When people get to together, we’re capable of the most beautiful, amazing things. But we are also capable of genocide. We can convince ourselves to do things in conjunction with one another that we wouldn’t have been able to do as an individual. How we act with each other really reveals our most animal instincts.”

And so it is in the film, as the family welcomes an army of black cars to the home for their annual “gathering” and hordes of impossibly affluent older white people emerge. Chris becomes more and more amused, then genuinely alarmed, at the swarm of leering human beings sizing him up. These parasitic people come to him cheerfully, touching him, asking about his Golf game, while dropping references to “token” black celebrities and patting themselves on the back for their hollow observations. And while Chris is fully aware of the surreal new world he’s quite literally trapped in, he is powerless to exit. Remember, he didn’t drive the car and he willingly, trustingly followed his girlfriend into the middle of nowhere with only his endlessly discharged cell phone connecting him to the outside world, specifically to his hapless best friend Rod (Lil Rel Howery, adding broad but sharp and essential comic relief). His only hope of surviving this weekend from white hell is to treat it as a fascinating social experiment.

But then the cracks start to pop. A black guest in a catatonic state similar to that of the help, breaks his spell when a flash bulb goes off in his face and his nose bleeds and he screams at Chris to “Get Out! Get Out!”. From that point on, the darkly satirical and increasingly paranoid drama becomes a horror movie. Full blown. Merciless but never, ever gratuitous.

Chris learns that his coming and the timing of “the gathering” is by design and that these wealthy rich pricks are in fact a sect of social vampires, preying on primarily black youth in order to “become” them. Lovely Rose is the bait that lures them in and Mom and Dad (and Grandpa, who is not nearly as dead as Dean claims) are the architects of a sort of scientifically satanic process to dehumanize and control their ebony prey.

And though the blind art dealer (a bit that reminded me of the old Dave Chappelle skit about the blind, black white supremacist) claims that race is not important to him in this mission, that he likes Chris’ photography and simply “wants his eyes”, that might be the most vulgar indictment in the entire film. That someone who claims to be indifferent to race goes along with this “genocide” in order to reap its professional benefits. And what of Rose, the monstrous woman who uses love and sex to play her part in her family’s barbaric dynasty? Is she a victim? Or is she like the countless other young people who exploit the lives of minorities in order to indulge their own fantasies of being loving and liberal? As Chris is subjected to torture in the family’s basement, Rose now chillingly surfs the net, googling black men and women both common and famous with a look in her eye that’s cold and insect-like, the gallery of selfies hanging on her wall showing her smiling with her litany of victims. It’s scary stuff.

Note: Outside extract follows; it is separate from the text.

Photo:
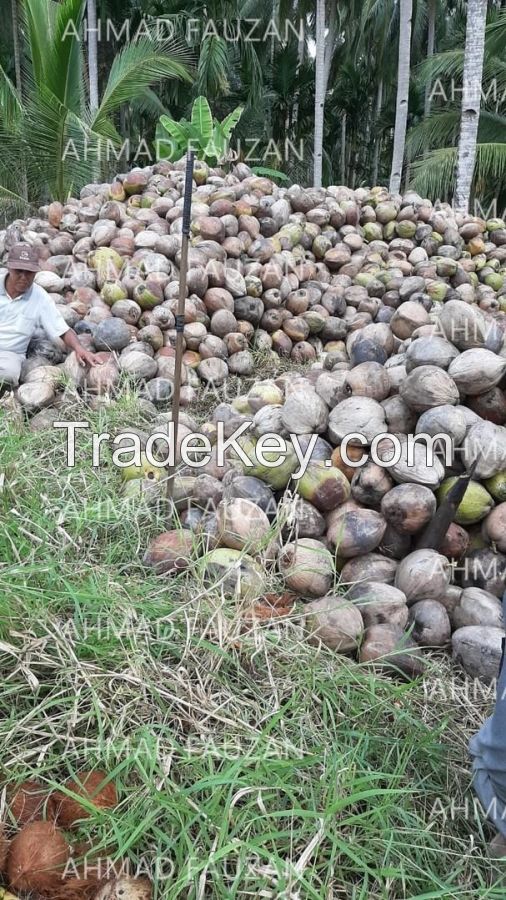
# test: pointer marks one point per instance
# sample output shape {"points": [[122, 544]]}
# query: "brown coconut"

When the lights went up on Get Out, I was shaken. I exited the theater and while my friend used the facilities, I leaned against a wall and tried to re-acclimatize myself to the “real world”. I was disoriented and fearful. And suddenly, people began spilling out into the halls from another film. They were older, predominantly white men and women. And they were staring at me. Or were they? For a few minutes I forgot who I was. I wasn’t Chris Alexander, the writer of this article, I was Chris Washington. I suddenly felt a deep sense of mistrust. I felt like “the other” hiding in a hostile environment that was hiding in a kind of gauzy mask.

I was at that moment, briefly, profoundly alone and afraid.

And that’s no way to live. And I think that’s the point of Get Out, really. That we can pretend that racism and hatred are either eradicated or pushed to the fringes of the world, that here in “polite society” such ancient demons could never exist.

But they do. And the more we deny their existence the more powerful they become. Get Out teaches us to be ever-vigilant and aware and that’s not being paranoid, that’s just sad, bitter common sense.